Чехи заводятся, говорят не умолкая, перебивая друг друга. Он рассказывает, как, учась в университете и живя в общежитии, дожидался, чтобы вся комната заснула, зажигал настольную лампу, раскладывал на столе газету “Руде право”, прочитывал от начала до конца, раскрывал складной нож и мелко-мелко искалывал, рубил газетный лист. Она говорит, что с приходом Дубчека пришло и сексуальное раскрепощение, и в подтверждение достает фотографию, где они с мужем сняты голые на фоне леса. Две сантиметровые фигурки, ничего не разобрать, но можно догадаться. Третий ленинградец спрашивает, кто снимал. Чехи хохочут — “аутоспуск”. Третий ленинградец — я, мне не нравится фотография, неприятно, что надо на нее смотреть. “Комариное место”, — высказываюсь я. Да, соглашаются чехи, покусали, пришлось потерпеть. Они вглядываются в снимок: что-то видят в нем, невидимое нам.

Мы провожаем их до метро. Обратно мне и Ефимову по дороге, мы живем в одном квартале. Он говорит, что чувствует себя одновременно и ножом, и “Руде право”. Я испытываю прилив признательности и уважения к нему за то, что он может выговорить эти слова и они не звучат фальшиво. И уголком сознания отмечаю его цельность, ибо сам в эту минуту бесконтрольно и необъяснимо повторяю про себя: “Трибуна люду”, — в такт нашим шагам.

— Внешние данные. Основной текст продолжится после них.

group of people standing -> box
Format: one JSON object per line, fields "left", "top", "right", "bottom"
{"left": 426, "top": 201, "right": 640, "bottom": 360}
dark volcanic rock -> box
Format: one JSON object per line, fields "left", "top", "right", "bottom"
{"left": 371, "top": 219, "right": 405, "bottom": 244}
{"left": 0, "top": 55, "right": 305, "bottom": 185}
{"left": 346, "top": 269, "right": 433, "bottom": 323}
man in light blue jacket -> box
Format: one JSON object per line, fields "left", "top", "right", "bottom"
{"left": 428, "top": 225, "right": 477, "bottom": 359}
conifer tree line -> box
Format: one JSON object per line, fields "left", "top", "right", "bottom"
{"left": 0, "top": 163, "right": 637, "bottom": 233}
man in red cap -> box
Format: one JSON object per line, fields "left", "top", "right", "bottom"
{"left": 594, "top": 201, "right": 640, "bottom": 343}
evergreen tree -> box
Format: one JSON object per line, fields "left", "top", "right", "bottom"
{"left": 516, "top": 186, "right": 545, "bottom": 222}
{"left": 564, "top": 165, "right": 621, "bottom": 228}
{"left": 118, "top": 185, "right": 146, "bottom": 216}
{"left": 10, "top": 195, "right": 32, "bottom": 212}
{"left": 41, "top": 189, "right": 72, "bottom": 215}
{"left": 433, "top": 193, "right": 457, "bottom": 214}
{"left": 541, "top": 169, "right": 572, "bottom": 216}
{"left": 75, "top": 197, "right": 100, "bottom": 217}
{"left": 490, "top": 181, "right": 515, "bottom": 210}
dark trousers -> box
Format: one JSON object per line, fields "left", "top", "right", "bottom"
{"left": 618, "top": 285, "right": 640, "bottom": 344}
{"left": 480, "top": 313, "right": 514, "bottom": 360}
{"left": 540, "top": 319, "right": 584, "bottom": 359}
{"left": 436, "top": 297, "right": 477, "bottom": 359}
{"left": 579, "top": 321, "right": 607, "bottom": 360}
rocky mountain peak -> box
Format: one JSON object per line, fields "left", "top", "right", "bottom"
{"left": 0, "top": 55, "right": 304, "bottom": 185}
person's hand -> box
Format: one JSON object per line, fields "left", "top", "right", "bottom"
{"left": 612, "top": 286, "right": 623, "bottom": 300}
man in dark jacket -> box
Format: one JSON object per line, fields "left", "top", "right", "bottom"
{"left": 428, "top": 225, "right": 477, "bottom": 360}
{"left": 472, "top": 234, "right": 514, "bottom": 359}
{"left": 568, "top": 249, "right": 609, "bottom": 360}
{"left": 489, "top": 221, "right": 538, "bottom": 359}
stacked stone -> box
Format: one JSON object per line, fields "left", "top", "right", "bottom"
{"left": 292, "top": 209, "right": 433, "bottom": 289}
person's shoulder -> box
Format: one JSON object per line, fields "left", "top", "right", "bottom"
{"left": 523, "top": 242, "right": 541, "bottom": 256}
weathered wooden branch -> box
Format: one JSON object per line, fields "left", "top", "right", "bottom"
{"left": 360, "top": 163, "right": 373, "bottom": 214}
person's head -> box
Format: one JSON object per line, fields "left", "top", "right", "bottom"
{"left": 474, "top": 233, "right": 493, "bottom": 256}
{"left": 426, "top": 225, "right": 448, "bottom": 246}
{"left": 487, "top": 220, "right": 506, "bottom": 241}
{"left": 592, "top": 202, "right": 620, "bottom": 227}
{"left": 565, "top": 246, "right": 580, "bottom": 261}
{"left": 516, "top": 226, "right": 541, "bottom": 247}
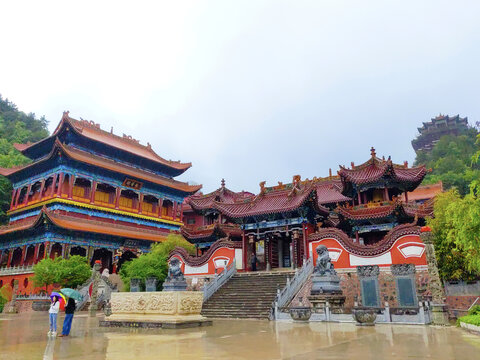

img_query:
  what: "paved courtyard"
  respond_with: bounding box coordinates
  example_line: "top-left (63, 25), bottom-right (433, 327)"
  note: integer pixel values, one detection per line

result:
top-left (0, 312), bottom-right (479, 360)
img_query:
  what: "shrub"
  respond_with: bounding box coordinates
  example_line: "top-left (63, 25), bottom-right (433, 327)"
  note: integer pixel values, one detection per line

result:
top-left (458, 314), bottom-right (480, 327)
top-left (468, 304), bottom-right (480, 316)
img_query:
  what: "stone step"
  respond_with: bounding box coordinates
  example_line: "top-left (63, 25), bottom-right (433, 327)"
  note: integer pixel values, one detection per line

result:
top-left (201, 271), bottom-right (289, 319)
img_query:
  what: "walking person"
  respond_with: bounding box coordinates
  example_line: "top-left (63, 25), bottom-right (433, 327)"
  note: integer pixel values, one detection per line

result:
top-left (58, 297), bottom-right (75, 337)
top-left (48, 296), bottom-right (60, 337)
top-left (250, 252), bottom-right (257, 272)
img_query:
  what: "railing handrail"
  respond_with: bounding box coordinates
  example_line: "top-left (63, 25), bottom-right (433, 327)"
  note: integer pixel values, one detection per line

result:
top-left (275, 257), bottom-right (314, 309)
top-left (0, 265), bottom-right (34, 275)
top-left (203, 259), bottom-right (236, 302)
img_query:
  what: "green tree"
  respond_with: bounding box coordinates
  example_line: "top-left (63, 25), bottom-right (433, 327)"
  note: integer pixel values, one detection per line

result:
top-left (56, 255), bottom-right (91, 288)
top-left (32, 258), bottom-right (60, 293)
top-left (119, 233), bottom-right (195, 291)
top-left (415, 129), bottom-right (480, 195)
top-left (150, 233), bottom-right (196, 257)
top-left (0, 95), bottom-right (50, 224)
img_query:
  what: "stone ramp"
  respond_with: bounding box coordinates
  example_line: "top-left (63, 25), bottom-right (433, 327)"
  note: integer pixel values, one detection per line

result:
top-left (201, 271), bottom-right (294, 319)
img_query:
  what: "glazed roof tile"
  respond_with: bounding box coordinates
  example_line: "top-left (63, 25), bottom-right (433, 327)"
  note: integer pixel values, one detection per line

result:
top-left (15, 112), bottom-right (192, 172)
top-left (214, 181), bottom-right (323, 219)
top-left (315, 180), bottom-right (351, 205)
top-left (338, 150), bottom-right (426, 187)
top-left (181, 223), bottom-right (242, 241)
top-left (336, 201), bottom-right (398, 221)
top-left (1, 139), bottom-right (202, 194)
top-left (187, 183), bottom-right (253, 211)
top-left (0, 207), bottom-right (168, 242)
top-left (404, 182), bottom-right (443, 202)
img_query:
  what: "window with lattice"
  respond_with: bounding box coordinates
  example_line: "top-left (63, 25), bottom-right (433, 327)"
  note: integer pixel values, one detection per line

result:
top-left (95, 191), bottom-right (110, 203)
top-left (119, 196), bottom-right (133, 208)
top-left (73, 186), bottom-right (86, 198)
top-left (142, 202), bottom-right (153, 213)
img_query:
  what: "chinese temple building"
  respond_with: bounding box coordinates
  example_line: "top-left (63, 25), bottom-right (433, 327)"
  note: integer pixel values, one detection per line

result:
top-left (412, 114), bottom-right (469, 153)
top-left (175, 148), bottom-right (436, 276)
top-left (182, 179), bottom-right (251, 254)
top-left (0, 112), bottom-right (200, 294)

К этому времени мы были знакомы уже несколько лет. Сперва, живя близко друг от друга и встречаясь на улице, останавливались переброситься несколькими фразами, потом стали сближаться. Сближаясь, узнаешь, узнавая, сближаешься — это у всех так, а вот почему именно у тебя именно с ним, это не всегда понятно, во всяком случае, не сразу. Игорь Ефимов писал прозу, я — стихи. Он, при возвышенном складе ума и сильных чувствах, основывал свой опыт прежде всего на прозе жизни; я, при моем тогдашнем легкомыслии и некоторой легковесности в оценке происходящего, прозой жизни тяготился, как школьными уроками, и пренебрегал. И вот постепенно, потихоньку стали сходиться, друг другом интересоваться, друг в друге принимать участие.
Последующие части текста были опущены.